Deuxièmement, elle soumet que le Conseil a accordé un accent trop important sur l’un ou l’autre des facteurs appropriés aux circonstances. Le Tribunal conclut que le Conseil n’a pas exercé son pouvoir discrétionnaire de pondération des facteurs pertinents[2] de façon déraisonnable.
Troisièmement, l’Appelante reproche au Conseil de ne pas avoir tenu compte de certains facteurs atténuants. Le Tribunal estime qu’il est exact que le Conseil ne reprend pas tous les éléments que comportait le témoignage de l’Appelante. Or, il est bien établi qu’un décideur n’a pas l’obligation d’analyser dans son jugement tous les éléments factuels mis en preuve devant lui. Les motifs du décideur doivent être considérés globalement.
Quatrièmement, elle reproche au Conseil de lui avoir imposé une sanction punitive, ce à quoi le Tribunal n’adhère pas.

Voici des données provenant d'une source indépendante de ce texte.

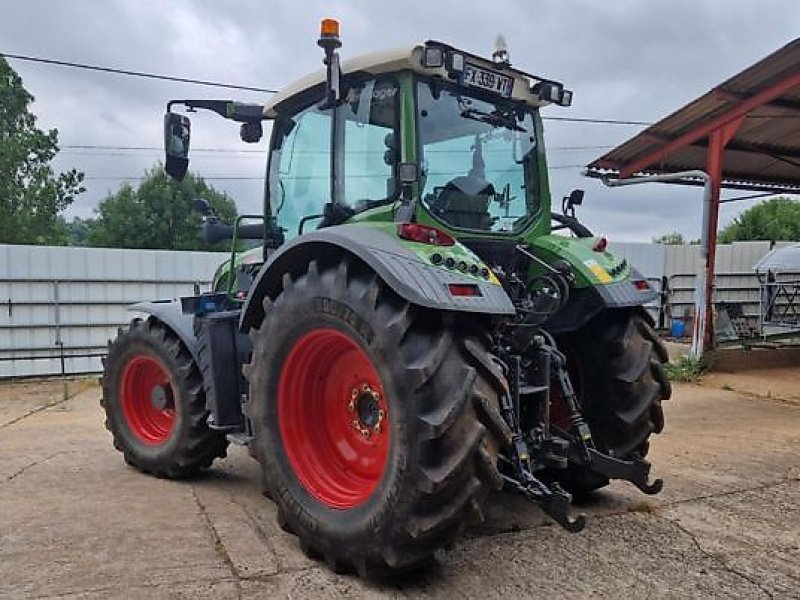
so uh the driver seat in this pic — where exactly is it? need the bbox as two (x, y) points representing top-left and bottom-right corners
(430, 176), (494, 230)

Cinquièmement, l’Appelante soumet que le principe de l’harmonisation des sanctions aurait dû amener le Conseil à lui imposer la même sanction qu’il a imposée à une autre infirmière d’Info-Santé qui a fait l’objet d’une plainte disciplinaire de même nature, soit une période de radiation temporaire de six mois. Rejetant encore une fois cet argument, le Tribunal rappelle que le principe d’harmonisation des sanctions ne doit pas contrevenir au processus de détermination de la sanction axée sur l’individu et pour cette raison, des sanctions prononcées à l’égard des mêmes catégories d’infractions ne seront pas toujours parfaitement semblables. En l’espèce, l’Appelante n’a pas répondu à plusieurs appels pendant une période plus longue que l’autre infirmière. De plus, il semble que le Conseil retient que c’est l’Appelante qui a influencé l’autre infirmière à ne pas répondre aux appels.

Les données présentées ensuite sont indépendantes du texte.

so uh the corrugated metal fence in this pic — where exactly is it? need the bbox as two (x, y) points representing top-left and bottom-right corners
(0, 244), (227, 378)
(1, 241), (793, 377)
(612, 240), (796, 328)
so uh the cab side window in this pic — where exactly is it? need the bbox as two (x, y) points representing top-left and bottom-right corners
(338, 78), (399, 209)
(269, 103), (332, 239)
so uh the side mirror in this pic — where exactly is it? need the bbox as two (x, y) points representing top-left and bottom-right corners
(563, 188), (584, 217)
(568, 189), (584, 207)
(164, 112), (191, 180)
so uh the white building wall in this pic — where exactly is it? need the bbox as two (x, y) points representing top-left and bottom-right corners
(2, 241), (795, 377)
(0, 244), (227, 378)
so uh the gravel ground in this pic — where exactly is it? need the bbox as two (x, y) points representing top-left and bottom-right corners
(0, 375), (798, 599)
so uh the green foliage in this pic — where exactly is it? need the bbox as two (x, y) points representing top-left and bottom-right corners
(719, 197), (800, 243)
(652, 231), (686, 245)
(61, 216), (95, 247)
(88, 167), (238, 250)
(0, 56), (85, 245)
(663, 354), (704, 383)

Le Tribunal rejette donc l’appel sur sanction.
Nous retenons de cette décision la déférence dont le Tribunal doit faire preuve à l’égard d’une décision prise par un conseil de discipline dans l’exercice de son pouvoir discrétionnaire de pondération des facteurs pertinents. Le Tribunal doit évaluer la façon dont le Conseil a soupesé ou mis en balance les différents facteurs au regard de la norme de contrôle de la raisonnabilité. Pour finir, nous insistons sur le fait qu’un décideur n’a pas l’obligation d’analyser dans son jugement tous les éléments factuels mis en preuve devant lui, les motifs devant être considérés globalement.
[1] Infirmières et infirmiers (Ordre professionnel des) c Morin, 2018 QCTP 73.
[2] R. c Lacasse, [2015] 3 RCS 1089.